A CGRA Front-End Compiler Enabling Extraction of General Control and Dedicated Operators

Coarse-grained reconfigurable architecture (CGRA) gradually becomes an extraordinarily promising accelerator due to its flexibility and power efficiency. However, most CGRA front-end compilers focus on the innermost body of regular loops with a pure data flow. Therefore, we propose CO-Compiler, an LLVM-based CGRA front-end compiler to generate an optimized control-data flow graph (CDFG), which can handle versatile loops in C/C++, including general control flow, arbitrary nested levels, and imperfect statements.
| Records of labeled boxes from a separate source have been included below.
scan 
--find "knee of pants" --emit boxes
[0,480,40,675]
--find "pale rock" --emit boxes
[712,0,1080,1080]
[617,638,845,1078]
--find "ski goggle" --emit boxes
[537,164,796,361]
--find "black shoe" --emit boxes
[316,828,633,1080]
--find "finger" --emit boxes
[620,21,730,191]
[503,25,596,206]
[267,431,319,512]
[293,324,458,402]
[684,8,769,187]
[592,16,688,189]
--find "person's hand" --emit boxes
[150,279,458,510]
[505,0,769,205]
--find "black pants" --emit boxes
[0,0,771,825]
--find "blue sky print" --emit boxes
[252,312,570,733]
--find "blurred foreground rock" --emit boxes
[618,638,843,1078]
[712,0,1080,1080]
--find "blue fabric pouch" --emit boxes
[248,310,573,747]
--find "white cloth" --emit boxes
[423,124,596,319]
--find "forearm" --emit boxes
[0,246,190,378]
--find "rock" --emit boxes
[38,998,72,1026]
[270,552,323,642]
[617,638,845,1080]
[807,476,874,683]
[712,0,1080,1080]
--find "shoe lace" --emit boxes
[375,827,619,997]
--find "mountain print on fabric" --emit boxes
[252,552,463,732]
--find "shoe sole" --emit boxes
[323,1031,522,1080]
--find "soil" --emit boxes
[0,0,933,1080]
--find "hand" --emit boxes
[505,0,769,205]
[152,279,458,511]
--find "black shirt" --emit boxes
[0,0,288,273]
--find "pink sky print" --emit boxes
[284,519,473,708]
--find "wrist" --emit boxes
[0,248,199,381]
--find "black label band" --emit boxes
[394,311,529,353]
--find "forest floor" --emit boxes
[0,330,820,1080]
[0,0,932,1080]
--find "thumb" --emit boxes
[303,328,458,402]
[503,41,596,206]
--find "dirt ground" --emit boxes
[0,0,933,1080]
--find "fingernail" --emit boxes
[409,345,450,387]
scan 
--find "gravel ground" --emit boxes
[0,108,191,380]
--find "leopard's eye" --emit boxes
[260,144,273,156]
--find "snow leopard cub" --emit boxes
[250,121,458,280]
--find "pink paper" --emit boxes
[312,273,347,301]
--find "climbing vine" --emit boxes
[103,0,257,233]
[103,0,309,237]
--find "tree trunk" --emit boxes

Then we extract multi-dimension memory access patterns and various dedicated operators adapting to concrete hardware functions. In addition, we analyze variable loop bounds which are settled at runtime, and realize the SoC runtime configuration of CGRA. The feasibility of our methodology is verified by a RISC-V based SoC simulation. The experimental results demonstrate that our dedicated operator extraction can reduce 43% PE resources and decrease 84% initiation interval (II) on a TRAM architecture. Furthermore, compared with state-of-the-art (SOTA) CGRA front-end compilers, CO-Compiler has the highest 88.1% success rate in CDFG generation for a wide range of benchmarks. Moreover, by using the same back-end mappers, our work can reach 78% reduction for II and 2.06× PE spatio-temporal utilization in contrast with their own front-end compilers.